Lorsque des adultes sont détectés durant la phase sensible du blé, un contrôle chimique du ravageur peut être nécessaire. Différents traitements insecticides ont été évalués quant à leur efficacité de protection de variétés de froment sensibles et résistantes. Il a été démontré, qu’en cas d’attaque sévère de S. mosellana, un traitement insecticide bien positionné pouvait protéger le blé contre ce ravageur en conduisant à une augmentation significative des rendements, et que même les variétés résistantes pouvaient valoriser un tel traitement. Une relation non-linéaire entre la perte de rendement et le nombre de larves par épis a également été mise en évidence. L’effet toxique de plusieurs fongicides sur les adultes induisant des taux de mortalités significatifs a été révélé par un essai au champ et au laboratoire.
Outre les traitements insecticides, la culture de variétés résistantes constitue l’autre stratégie de lutte contre S. mosellana. La détermination des variétés résistantes est donc essentielle. Dans cette optique, une méthode de phénotypage en conditions semi-contrôlées a été mise au point. Cette méthode permet d'évaluer très simplement un grand nombre de variétés de manière fiable.

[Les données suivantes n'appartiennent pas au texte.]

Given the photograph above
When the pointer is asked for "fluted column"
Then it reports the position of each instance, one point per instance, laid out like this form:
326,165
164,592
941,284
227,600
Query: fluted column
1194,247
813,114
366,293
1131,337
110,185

Par ailleurs, le rôle des parasitoïdes comme agents de régulation des populations de S. mosellana a été étudié. Le complexe parasitaire de S. mosellana présent en Belgique a été identifié et s’est révélé spécifique. Huit espèces appartenant à deux familles d’hyménoptères (Pteromalidae et Platygastridae) parasitent S. mosellana. Les taux de parasitisme ont fortement varié en fonction du site, allant de 3 à 100 %. La phénologie des trois principaux parasitoïdes a été comparée à celle de leur hôte. Il a été démontré que les émergences de M. penetrans étaient étroitement synchronisées avec celles de son hôte et induites par les mêmes pluies inductrices, contrairement à E. error et P. tuberosula.
Perfectionnement du modèle prévisionnel des émergences, mise en évidence d’interférences entre les phéromones de deux cécidomyies proches, mesure de l’effet de traitements insecticides mais aussi fongicides, conception d’une méthode de phénotypage des variétés de blé quant à la résistance à S. mosellana, identification du complexe des parasitoïdes, mesure des taux de parasitisme : par différents apports aux connaissances et mise au point technique, la présente thèse permet aux scientifiques et aux acteurs de terrain de mieux appréhender le problème agronomique que pose la cécidomyie orange du blé, et de gérer les populations de ce ravageur dans le respect du concept de lutte intégrée.